Understanding Brain Injuries in Sports

Understanding Brain Injuries in Sports

The transition between spring and summer in Arizona is a busy and exciting time for amateur and professional athletes. Athletes of different ages and skill levels are getting ready to practice and enjoy their favorite sports. Baseball, football and soccer are among the favorite outdoor sports in Arizona, and they all carry a certain level of risk with regard to brain injuries.

In late 2013, the American public learned about the lengthy legal battle between veteran athletes and the National Football League (NFL) over the ever-present risk of Chronic Traumatic Encephalopathy (CTE).

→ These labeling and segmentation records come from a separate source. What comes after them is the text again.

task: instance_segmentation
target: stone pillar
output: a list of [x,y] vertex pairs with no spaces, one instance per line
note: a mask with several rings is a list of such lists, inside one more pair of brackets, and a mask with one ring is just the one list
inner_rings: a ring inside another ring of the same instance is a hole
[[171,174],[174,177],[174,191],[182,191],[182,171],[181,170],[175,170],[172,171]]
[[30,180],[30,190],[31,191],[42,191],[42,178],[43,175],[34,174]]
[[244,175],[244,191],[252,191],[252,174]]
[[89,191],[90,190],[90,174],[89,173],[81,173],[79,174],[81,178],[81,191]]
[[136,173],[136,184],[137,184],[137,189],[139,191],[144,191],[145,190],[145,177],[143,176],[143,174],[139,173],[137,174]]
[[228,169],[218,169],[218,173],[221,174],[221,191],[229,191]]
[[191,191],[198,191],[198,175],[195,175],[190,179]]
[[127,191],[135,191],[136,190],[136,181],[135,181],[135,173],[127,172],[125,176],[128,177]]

On the public television program Frontline, the documentary League of Denial explained how football players do not have to be diagnosed with a concussion in order to develop CTE. The sum of all hits absorbed by NFL players in a season puts them at risk of suffering from CTE, which is a deteriorating brain condition that can approximate the severe effects of a Traumatic Brain Injury (TBI).

TBIs are very serious medical conditions that may result from concussions, accidents, fights, or even the practice of sports. Unlike CTE cases, TBIs are acute and unexpected events. The best treatment for CTE and TBI conditions is to prevent them from happening. To this end, parents in Arizona are being reminded that although football and baseball are team sports known for their potential risk of brain injury, even soccer players can be at risk.

Legal Issues Associated with Brain Injuries

The League of Denial documentary offers many insights on how the lives of several former NFL players have been deeply affected by CTE. Over the course of a few years, the NFL has been named as a defendant more than 4,000 times in lawsuits related to brain injuries that players claim should have been handled differently. As plaintiffs, the players claim that the NFL failed to prevent brain injuries and adequately treat those who had been suffering from the effects of CTE. 

Neglect and inadequate treatment are just two of the legal principles that lawsuits involving brain injuries are often based on. In essence, CTE and TBI lawsuits are personal injury cases, but they stand out due to their complexity. Brain injuries can lead to years of suffering for both the injured and their loved ones. Due to the high cost of treating CTE and TBI conditions, medical insurance companies and health care facilities may attempt to cut corners. These are issues that should be handled by experienced trial lawyers.